Mokuro: Read Japanese manga with selectable text inside a browser

Due to my low familiarity with the format, my recommendation would be:

  1. Unzip the CBZ file. (May require changing the extension to “.zip”.)
  2. Run Mokuro on the unzipped folder that contains the images.
  3. Open the Mokuro-generated HTML in a web browser.
1 Like

This exactly. I’m not kidding when I say that cbz files are literally just renamed zips. It’s a pretty common technique in software development. Take a zip file, since most things can read and write zips easily, and then just rename it. Even I used it once.

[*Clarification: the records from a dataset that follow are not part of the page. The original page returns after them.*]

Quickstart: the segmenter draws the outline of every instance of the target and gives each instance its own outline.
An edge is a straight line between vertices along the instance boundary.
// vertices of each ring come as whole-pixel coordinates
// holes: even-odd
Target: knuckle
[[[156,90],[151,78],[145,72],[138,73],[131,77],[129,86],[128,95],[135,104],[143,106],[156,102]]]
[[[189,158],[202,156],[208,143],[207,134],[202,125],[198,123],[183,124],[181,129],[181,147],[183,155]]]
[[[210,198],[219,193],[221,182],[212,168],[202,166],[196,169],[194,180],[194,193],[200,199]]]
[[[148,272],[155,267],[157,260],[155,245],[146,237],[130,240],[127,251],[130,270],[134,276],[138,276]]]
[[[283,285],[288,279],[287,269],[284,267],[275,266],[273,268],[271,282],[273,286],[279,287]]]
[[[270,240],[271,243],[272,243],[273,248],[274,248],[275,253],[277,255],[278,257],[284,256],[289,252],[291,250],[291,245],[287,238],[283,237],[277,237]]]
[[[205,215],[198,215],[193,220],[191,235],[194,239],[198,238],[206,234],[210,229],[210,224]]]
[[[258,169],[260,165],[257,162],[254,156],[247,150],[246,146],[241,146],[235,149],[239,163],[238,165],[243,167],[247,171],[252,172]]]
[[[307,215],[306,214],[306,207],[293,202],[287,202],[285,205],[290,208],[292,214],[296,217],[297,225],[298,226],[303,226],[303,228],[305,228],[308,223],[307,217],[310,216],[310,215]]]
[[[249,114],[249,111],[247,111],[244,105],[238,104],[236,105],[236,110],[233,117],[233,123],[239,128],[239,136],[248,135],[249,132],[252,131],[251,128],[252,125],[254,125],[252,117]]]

Similarly, cbz is actually a family of file formats:

  • cbz → zip
  • cbr → rar
  • crt → tar
  • cb7 → 7z
  • cba → ace
4 Likes

I see. But I still miss what steps I have to take, I went to the github page and got lost, do I have to use

this GitHub - dmMaze/comic-text-detector: Manga&Comic text detection

and this GitHub - kha-white/manga-ocr: Optical character recognition for Japanese text, with the main focus being Japanese manga

with something else? Or is there one single script I have to run?

1 Like

You just need Mokuro, which in turn calls manga ocr for you.
After installing mokuro itself, you only need to do

mokuro name/of/folder

And there should be an html file in your current directory

1 Like

Question 1: Do you have Python installed? (I believe version 3.6 is recommended for Mokuro.)

If not, you can install it from here: Download Python | Python.org

If yes, when question 2: Do you have Pip installed? (If you have Python installed, you probably have Pip installed.)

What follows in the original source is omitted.